Encuentro sobre Patrimonio Cultural con el profesorado

A continuación, el breve discurso que ofreció Don José María Setien en el encuentro sobre Patrimonio Cultural celebrado el día 17 de diciembre de 2014 en Koldo Mitxelena Kulturgunea. Fue organizado por el Gobierno Vasco y, además de Setien, contó con la presencia del sociólogo Javier Elzo y la jueza Garbiñe Biurrun.

  • Pluralidad y riqueza del significado y contenido del título que define nuestro encuentro y diálogo: “Patrimonio Cultural”. Seguramente estas palabras puedan sugerir unos “contenidos conceptuales” diferentes en quienes hayamos de utilizarlas. Por mi parte he de decir que en esa pluralidad creo descubrir la riqueza misma de lo que ha de ser el “contenido real” del tema que hayamos de analizar.

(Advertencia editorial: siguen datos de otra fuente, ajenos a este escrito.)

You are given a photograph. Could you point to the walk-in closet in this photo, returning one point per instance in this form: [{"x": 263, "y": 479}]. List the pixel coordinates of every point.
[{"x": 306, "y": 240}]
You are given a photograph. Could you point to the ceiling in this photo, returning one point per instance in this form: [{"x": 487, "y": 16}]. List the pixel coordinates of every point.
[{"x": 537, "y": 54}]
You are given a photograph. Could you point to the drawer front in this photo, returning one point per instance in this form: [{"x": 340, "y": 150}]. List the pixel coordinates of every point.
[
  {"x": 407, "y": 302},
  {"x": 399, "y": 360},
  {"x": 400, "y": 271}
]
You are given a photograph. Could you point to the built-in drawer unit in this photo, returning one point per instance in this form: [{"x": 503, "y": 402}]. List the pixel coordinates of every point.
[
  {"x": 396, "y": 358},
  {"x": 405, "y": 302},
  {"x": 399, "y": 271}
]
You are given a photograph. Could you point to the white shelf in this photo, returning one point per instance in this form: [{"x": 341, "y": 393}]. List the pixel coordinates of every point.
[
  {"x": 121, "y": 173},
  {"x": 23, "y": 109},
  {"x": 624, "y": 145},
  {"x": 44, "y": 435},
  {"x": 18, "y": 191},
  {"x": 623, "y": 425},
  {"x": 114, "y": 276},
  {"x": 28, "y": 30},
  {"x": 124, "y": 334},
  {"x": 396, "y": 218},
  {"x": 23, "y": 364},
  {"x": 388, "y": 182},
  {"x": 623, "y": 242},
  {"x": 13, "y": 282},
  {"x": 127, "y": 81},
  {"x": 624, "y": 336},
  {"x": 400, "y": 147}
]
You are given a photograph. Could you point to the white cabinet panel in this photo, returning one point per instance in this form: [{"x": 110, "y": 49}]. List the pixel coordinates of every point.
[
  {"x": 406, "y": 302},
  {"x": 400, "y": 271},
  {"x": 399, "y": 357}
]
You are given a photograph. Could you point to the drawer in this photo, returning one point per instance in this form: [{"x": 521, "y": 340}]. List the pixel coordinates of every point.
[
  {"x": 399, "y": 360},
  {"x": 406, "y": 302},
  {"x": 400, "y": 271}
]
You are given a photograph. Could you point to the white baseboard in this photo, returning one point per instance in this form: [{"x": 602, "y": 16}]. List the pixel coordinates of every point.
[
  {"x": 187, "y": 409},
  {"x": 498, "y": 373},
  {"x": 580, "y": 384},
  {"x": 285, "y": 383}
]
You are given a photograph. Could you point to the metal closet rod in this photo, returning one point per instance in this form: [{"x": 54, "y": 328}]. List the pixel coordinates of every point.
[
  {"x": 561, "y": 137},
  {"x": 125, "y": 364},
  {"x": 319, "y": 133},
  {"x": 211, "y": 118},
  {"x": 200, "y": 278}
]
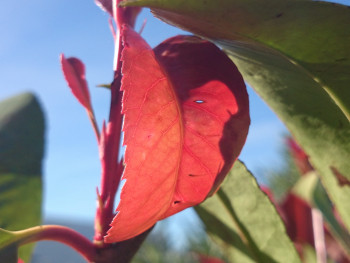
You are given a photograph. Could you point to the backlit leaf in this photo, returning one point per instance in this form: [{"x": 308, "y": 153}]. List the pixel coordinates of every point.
[
  {"x": 186, "y": 119},
  {"x": 245, "y": 222},
  {"x": 296, "y": 55},
  {"x": 21, "y": 153}
]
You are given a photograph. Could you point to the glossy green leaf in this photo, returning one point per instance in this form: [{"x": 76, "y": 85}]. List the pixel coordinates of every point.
[
  {"x": 243, "y": 217},
  {"x": 296, "y": 55},
  {"x": 21, "y": 153}
]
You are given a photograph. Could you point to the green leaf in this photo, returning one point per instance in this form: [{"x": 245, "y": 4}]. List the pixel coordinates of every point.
[
  {"x": 21, "y": 154},
  {"x": 243, "y": 217},
  {"x": 296, "y": 55}
]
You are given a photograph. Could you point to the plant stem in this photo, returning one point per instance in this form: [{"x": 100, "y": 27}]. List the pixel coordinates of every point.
[
  {"x": 112, "y": 165},
  {"x": 320, "y": 245},
  {"x": 63, "y": 235}
]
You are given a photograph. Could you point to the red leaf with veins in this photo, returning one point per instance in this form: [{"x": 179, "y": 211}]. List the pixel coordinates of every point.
[{"x": 186, "y": 119}]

  • Para mi la riqueza del patrimonio cultural es una expresión de la riqueza radical del ser humano. Sin la “humanidad” no hay cultura, lo que significa que sin la referencia a esa humanidad seremos incapaces de descubrir el auténtico valor de la afirmada “cultura”. Cuando estudiamos las manifestaciones diversas, en el espacio y en el tiempo, más allá de las “formas” que la caracterizan, v.g. por la belleza, la perfección artística… estamos descubriendo al “ser humano”. Nos hallamos ante una “percepción” del ser humano, que va mucho más allá de las “formas” que lo caracterizan. Dicho de otra manera, queremos decir que ese ser humano es mucho más que la forma que nos lo manifiesta o nos lo oculta.
  • La riqueza del patrimonio cultural, expresada por la pluralidad de las formas culturales, nos manifiesta no solamente la riqueza de la dimensión individual del ser humano sino también la riqueza de la pluralidad de las formas de relacionarse con “el otro” y con “los demás”. Nos pone de manifiesto que el ser humano se realiza no solamente en su individualidad sino también en su apertura y en su comunicación, en las diversas formas de ser con “el otro”, manifestadas en el amor, el rechazo, el trabajo, la diversión,… No creo equivocarme al afirmar que “culturalmente”, es decir, en la totalidad de la comprensión de su humanidad, es como el ser humano es conocido precisamente a través de sus diversas formas de comunicación. A ninguno de nosotros nos extraña reconocer que la diversidad de las formas de comunicación, lleve a calificar a “los otros” como pertenecientes a “otra” cultura. De ahí su riqueza.
  • Esta dimensión social de la cultura, derivada de la pluralidad de la comunicación interpersonal y también grupal de la existencia humana, ha de llevarnos a la exigencia de incorporar a lo que llamamos el “Patrimonio Cultural”, la realidad de lo que llamamos los “valores” vigentes en una determinada “sociedad” o colectivo humano. Dicho de otra manera, la vida humana, valorada y asumida desde el ejercicio de su libertad, reconocida como uno de los elementos integrantes de su “Patrimonio Cultural” personal, no podrá menos de conocer y reconocer cuáles son las dimensiones inspiradoras del valor y aprecio humano de su convivencia social, es decir, cuáles son sus “valores”. Demos o no a esos valores el calificativo de éticos.
  • La incorporación al proceso educativo de la juventud lo que podemos llamar su “Patrimonio Cultural”, no podrá menos de ser valorado como el esfuerzo colectivo positivo, cuya finalidad habrá de ser la realización de la personalidad humana de los sujetos integrantes de las nuevas generaciones. Se tratará de ponerlas en comunicación con las dimensiones enriquecedoras de una “Cultura” poseída y transmitida, en orden a la realización de la personalidad de las futuras generaciones. Una “Cultura” asumida desde la visión del valor de cada una de las personas asumidas en su totalidad. Las mismas palabras “Patrimonio” y “Cultura” parecen sugerir una “bondad” humana que va más allá de la peculiaridad característica de otras dimensiones parciales de la educación.
  • Por ello, sería equivocado ignorar la nobleza propia del cultivo de la “humanitas” (=humanidad) históricamente recogida a través de los años, integrante y constituyente del llamado “Patrimonio Cultural”, de cada lugar y tiempo histórico. No me toca a mí indicar el modo en el que la totalidad de esa “humanitas” inherente a la “Cultura”, recogida como un auténtico “Patrimonio”, ha de integrarse en el proceso educativo de la totalidad. Pero sí creo poder afirmar, de una parte, que es la totalidad de la dimensión humanizante de la acción edicativa, lo que ha de ser valorado positivamente como una realidad integrada en la cultura acogida y transmitida. Y que, por otra parte, solamente lo que, en verdad, sea incorporable e integrable en la realización de la totalidad de las personas podrá merecer el calificativo de ser una aportación cultural realmente educativa.